I spent hours researching whether having Proofpoint as the MX record was incompatible with Exchange hybrid. I found plenty of documentation about third-party filters, but nothing definitive about this specific scenario, and this solution did support hybrid mail flow - so why did this domain fail?

Theory 2: Domain Configuration Issues

I verified everything multiple times:

Get-AcceptedDomain idobeleiveinfairies.com
# Result: DomainType = InternalRelay ✓

Get-OutboundConnector "Office 365 to On-Prem"
# Result: RecipientDomains includes idobeleiveinfairies.com ✓
# RecipientDomains: {idobeleiveinfairies.com, pokebearswithsticks.com, bythepowerofgreyskull.com}
# RouteAllMessagesViaOnPremises: False
# ConnectorType: OnPremises
# SmartHosts: {hybrid.bythepowerofgreyskull.com}

Get-MailUser lee.test@idobeleiveinfairies.com
# Result: RecipientType = MailUser ✓
# ExternalEmailAddress = SMTP:lee.test@idobeleiveinfairies.com

Everything looked correct, but that ExternalEmailAddress was suspicious.

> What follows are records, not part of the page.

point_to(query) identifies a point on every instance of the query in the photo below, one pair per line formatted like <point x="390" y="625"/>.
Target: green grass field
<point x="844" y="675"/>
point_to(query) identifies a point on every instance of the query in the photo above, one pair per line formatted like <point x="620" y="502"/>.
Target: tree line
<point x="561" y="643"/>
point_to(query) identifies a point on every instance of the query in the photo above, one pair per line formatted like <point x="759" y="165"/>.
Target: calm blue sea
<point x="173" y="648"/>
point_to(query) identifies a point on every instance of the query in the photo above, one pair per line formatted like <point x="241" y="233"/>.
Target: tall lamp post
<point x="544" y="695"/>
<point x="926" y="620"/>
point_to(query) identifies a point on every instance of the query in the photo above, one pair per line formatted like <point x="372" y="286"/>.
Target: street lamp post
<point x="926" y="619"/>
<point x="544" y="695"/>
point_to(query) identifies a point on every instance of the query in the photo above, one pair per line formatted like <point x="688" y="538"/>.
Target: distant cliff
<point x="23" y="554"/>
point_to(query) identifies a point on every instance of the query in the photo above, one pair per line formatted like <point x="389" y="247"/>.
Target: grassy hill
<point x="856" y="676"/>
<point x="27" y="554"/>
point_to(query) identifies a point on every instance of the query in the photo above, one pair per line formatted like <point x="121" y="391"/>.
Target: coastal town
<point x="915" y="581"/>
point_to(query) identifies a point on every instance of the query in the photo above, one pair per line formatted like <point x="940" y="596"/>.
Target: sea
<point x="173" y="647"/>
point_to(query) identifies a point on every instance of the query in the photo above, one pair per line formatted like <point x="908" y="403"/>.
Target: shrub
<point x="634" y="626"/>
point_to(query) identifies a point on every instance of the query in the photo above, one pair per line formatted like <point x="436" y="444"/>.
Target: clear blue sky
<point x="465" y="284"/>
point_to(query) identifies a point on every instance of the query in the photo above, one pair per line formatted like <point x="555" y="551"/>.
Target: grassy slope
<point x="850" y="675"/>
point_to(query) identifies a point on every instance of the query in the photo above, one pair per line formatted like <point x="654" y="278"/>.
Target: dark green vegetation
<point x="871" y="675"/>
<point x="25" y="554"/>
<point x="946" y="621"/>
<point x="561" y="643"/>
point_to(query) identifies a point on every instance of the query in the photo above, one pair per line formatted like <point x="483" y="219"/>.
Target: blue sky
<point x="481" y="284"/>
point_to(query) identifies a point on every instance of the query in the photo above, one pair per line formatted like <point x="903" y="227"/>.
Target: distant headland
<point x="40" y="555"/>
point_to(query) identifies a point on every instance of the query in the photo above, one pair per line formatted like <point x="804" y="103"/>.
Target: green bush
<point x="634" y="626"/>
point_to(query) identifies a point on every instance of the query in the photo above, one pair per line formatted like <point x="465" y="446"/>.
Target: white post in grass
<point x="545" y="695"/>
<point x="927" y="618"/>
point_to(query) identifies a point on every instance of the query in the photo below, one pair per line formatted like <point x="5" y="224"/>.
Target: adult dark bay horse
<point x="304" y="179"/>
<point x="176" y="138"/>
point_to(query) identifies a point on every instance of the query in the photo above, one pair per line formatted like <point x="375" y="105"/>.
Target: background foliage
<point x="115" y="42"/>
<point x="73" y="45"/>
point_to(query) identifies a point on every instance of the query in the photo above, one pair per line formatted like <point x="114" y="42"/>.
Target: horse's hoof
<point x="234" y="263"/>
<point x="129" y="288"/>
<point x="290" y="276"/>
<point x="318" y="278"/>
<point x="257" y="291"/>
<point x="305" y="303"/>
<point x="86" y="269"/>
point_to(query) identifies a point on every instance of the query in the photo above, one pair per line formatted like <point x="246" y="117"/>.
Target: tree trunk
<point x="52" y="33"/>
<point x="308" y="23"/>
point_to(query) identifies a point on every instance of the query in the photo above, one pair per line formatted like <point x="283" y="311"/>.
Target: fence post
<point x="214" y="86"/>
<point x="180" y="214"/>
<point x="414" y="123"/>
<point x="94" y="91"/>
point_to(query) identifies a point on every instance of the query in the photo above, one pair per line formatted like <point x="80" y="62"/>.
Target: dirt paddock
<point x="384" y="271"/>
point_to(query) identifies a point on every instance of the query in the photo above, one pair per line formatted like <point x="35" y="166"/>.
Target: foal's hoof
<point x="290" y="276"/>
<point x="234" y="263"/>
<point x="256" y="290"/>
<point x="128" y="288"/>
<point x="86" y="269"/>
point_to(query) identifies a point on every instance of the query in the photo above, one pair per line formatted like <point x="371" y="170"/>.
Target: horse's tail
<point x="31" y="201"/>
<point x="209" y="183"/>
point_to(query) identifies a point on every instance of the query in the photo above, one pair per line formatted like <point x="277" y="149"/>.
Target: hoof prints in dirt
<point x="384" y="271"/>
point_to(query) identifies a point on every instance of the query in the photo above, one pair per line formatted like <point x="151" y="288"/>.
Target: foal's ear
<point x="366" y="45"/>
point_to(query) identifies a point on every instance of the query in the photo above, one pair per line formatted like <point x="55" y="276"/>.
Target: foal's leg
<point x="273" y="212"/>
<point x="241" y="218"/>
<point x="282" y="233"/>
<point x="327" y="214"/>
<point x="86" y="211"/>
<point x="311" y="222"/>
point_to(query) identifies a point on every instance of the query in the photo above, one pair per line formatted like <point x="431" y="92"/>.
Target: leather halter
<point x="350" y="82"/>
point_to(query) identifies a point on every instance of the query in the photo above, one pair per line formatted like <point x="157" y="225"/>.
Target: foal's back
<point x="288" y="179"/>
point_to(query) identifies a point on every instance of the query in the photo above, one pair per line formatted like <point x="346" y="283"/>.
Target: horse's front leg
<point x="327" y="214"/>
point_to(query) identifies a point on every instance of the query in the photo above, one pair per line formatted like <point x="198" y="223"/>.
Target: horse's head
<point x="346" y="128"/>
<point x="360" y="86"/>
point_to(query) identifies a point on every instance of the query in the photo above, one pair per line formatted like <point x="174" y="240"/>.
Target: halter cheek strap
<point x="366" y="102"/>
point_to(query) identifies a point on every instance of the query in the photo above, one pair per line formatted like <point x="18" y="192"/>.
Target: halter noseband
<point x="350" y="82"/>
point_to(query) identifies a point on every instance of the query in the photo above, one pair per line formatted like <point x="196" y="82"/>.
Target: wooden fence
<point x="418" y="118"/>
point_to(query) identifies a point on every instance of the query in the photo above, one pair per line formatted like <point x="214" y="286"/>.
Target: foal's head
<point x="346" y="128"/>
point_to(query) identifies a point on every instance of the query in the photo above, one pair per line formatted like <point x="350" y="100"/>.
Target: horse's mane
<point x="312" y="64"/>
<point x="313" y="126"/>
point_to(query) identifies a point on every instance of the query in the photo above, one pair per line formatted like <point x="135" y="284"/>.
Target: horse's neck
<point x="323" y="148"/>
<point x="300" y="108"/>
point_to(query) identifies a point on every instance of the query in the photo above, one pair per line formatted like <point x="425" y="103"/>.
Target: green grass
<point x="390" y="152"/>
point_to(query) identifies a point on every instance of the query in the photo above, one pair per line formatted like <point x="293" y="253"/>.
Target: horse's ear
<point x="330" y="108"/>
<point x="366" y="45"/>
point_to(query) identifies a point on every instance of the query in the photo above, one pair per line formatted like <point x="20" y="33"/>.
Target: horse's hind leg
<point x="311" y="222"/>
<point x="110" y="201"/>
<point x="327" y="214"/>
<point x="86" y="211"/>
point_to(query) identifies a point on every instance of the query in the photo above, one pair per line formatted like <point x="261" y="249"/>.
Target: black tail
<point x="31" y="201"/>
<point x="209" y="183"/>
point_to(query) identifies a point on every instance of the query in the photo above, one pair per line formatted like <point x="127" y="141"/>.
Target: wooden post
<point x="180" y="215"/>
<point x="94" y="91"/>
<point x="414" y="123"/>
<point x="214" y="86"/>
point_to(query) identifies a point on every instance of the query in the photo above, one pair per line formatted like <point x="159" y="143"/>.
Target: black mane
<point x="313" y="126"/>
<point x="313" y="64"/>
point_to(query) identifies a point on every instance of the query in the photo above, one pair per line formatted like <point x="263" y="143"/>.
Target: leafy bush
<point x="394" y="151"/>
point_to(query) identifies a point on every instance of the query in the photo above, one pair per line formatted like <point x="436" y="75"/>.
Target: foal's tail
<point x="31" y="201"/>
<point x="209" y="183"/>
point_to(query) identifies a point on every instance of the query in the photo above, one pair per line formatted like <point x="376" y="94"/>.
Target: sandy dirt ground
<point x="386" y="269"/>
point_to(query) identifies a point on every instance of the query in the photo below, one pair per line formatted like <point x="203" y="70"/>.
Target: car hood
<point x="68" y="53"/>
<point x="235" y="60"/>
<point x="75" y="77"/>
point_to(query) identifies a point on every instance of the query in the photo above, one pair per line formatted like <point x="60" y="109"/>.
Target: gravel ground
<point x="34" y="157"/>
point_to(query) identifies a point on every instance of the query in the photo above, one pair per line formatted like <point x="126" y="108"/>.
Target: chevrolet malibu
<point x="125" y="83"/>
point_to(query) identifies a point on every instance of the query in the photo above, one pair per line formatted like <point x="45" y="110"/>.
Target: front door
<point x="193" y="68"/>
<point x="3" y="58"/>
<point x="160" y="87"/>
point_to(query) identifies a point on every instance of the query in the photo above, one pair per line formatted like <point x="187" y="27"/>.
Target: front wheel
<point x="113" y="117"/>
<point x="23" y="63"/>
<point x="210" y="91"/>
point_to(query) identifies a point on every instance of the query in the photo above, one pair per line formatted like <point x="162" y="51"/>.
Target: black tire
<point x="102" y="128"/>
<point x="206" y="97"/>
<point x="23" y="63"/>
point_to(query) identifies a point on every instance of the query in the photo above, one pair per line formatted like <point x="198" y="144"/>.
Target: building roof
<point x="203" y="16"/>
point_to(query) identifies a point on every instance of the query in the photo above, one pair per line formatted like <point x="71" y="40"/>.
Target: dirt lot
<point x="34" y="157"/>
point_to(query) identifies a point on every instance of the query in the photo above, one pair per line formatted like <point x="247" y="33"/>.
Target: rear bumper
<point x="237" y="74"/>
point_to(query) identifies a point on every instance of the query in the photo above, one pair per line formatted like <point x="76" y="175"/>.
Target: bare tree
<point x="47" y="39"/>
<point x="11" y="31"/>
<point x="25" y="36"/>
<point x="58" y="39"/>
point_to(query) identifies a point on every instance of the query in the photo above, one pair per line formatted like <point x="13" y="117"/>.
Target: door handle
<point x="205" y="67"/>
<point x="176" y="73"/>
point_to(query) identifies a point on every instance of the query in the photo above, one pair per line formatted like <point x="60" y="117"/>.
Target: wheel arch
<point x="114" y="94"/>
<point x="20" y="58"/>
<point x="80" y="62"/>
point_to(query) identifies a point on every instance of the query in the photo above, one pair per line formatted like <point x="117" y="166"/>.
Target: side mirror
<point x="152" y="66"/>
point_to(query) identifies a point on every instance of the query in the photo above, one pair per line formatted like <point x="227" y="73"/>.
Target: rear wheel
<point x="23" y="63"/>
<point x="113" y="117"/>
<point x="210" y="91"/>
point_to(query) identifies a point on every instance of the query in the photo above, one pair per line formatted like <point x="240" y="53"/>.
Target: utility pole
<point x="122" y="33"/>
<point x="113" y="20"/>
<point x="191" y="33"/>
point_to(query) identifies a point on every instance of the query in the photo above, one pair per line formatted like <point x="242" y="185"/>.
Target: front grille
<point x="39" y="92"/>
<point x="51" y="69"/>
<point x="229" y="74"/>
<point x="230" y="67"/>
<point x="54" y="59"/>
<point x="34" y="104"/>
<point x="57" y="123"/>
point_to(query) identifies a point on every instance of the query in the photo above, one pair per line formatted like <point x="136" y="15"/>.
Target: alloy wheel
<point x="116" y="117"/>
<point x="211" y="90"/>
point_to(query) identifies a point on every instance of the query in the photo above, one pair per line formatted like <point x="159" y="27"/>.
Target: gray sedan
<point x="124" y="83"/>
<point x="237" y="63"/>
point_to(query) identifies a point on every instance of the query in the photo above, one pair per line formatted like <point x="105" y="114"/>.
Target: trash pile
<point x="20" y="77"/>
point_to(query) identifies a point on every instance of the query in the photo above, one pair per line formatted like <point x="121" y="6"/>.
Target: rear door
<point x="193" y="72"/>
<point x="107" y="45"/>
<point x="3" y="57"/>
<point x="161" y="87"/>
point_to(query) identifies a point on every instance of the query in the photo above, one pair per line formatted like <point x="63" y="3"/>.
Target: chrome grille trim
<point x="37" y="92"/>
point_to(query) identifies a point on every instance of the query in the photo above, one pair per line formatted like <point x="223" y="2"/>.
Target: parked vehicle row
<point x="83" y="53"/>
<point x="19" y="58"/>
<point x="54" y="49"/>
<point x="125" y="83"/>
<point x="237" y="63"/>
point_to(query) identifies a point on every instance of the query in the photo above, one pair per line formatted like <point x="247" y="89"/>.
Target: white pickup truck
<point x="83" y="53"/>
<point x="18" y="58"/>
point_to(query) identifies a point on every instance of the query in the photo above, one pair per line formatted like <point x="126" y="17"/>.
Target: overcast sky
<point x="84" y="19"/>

It was pointing back to the same domain, which could explain the loop.

Theory 3: Enhanced Filtering Will Fix Everything

Convinced that the issue was with how PricklyBear was forwarding mail to Exchange Online, I enabled Enhanced Filtering for Connectors on our PricklyBear inbound connector:

Set-InboundConnector -Identity "Proofpoint" `
  -EFSkipIPs "84.77.11.299"
  -EFUsers "lee.test@idobeleiveinfairies.com"

I waited the recommended 15-30 minutes for propagation, but the mail still looped. Enhanced Filtering was supposed to help Exchange Online better understand the true sender of messages, but it had zero impact on the routing decisions.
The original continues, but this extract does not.